43. Bölüm {Terk ediliş}

961 29 23
                                    

43. BÖLÜM
"Terk ediliş..."

Deniz'den...

Havada uçuşan toz dumanları hala vardı. Maalesef ki, düşman hala pes etmiyordu. Artık bombamızda bitiyordu. Her yerden saldırıyorlardı. " Geri çekilmeniz gerek" diye bir ses geldi kulaklıktan.
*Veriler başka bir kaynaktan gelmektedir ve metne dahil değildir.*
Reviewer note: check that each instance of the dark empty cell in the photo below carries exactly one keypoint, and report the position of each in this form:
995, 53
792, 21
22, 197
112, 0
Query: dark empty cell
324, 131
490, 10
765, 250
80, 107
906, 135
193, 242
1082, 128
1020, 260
Bu benim üstümden bir emirdi. " İkinci defa yapamayız bu savaşı. Ne yapacaksak şimdi yapmalıyız" dedim. " Eğer devam ederseniz, hiç biriniz yaşamazsınız" dedi yine aynı ses. Sıkıntıyla nefesimi verdim. " Tamam. O zaman geri çekilicez. Siz 2-3 uçakta gönderin. Siz gelene kadar biz arkaya geçicez. Arkadan saldırıcaz." Dedim.

" Çocuklar geri çekilin" dedim kulaklıktan ekibime. "Hayır! Olmaz!" Dedi Yasin. "Yasin, bu bir emirdir" dedim. "Komutanım özür dilerim ama ben bu emre uymayacağım" dedi Yasin. "Biz arkaya geçicez. Biz yeniden öne geçene kadar 2-3 tane daha uçak getiricekler. Yoksa biz burada ölüceğiz, anladın mı?!" Dedim. " Uçaklar gelene kadar Francis kaçmış olacak! Bize o lazım!" Dedi Yasin hırsla.

Francis bizim aradığımız teröristlerden biriydi. Bütün hepsini yakalamıştık. Ama Francis kalmıştı. Hep elimizden kaçıyordu. Yüzümü görmemiştim. Amma erkek olduğunu ve yüzünde büyük bir yara izi olduğunu biliyordum. Adı ve geçmişi ve geçmişi yalan mı gerçek mi bilemiyoruz. Yasin ise ona kafayı takmıştı. Çünkü hep elimizden son anda kaçıyordu adam. Bu yüzden Yasin deliriyordu.

" Yasin dediğimi yap!" Dedim. "Gidiyoruz arka tarafa beni takip edin!" Dedim emir dolu sesimle. Uçağa arka tarafa sürmüştüm ki, Yasin'in sesi doldu kulağıma "Komutan özür dilerim ama bunu yapmalıyım" dedi. "Yasin! Hayır!" Dedim bağırarak. Sözüm yârim kalmıştı ki, yasin çatışmanın tam ortasında girdi. Savaş uçağıyla herkese bombalar fırladıyordu. Fakat Yasin hepsini öldürmeyi başarıyordu. Hemde tek başına. Amma sonuna kadar yaşayamazdı. Ne yapacağımı bilemeyerek sağa sola bakmaya başladım sıkıntıyla. En sonunda, " Savaşa başlayın! Herkes saldırsın!" Dedim emirle. Ekip sanki benim bu sözümü bekliyormuş gibi onlarda gitti. Hepsi bir taraftan ateş ediyordu. "Bunu yapamazsın!" Dedi üstüm emir vererek. "Yaparım çünkü ekibimden birinin tek başına gitmesine izin vermem. Ölürsek birlikte ölürüz, yaşarsak birlikte yaşarız!" Dedim.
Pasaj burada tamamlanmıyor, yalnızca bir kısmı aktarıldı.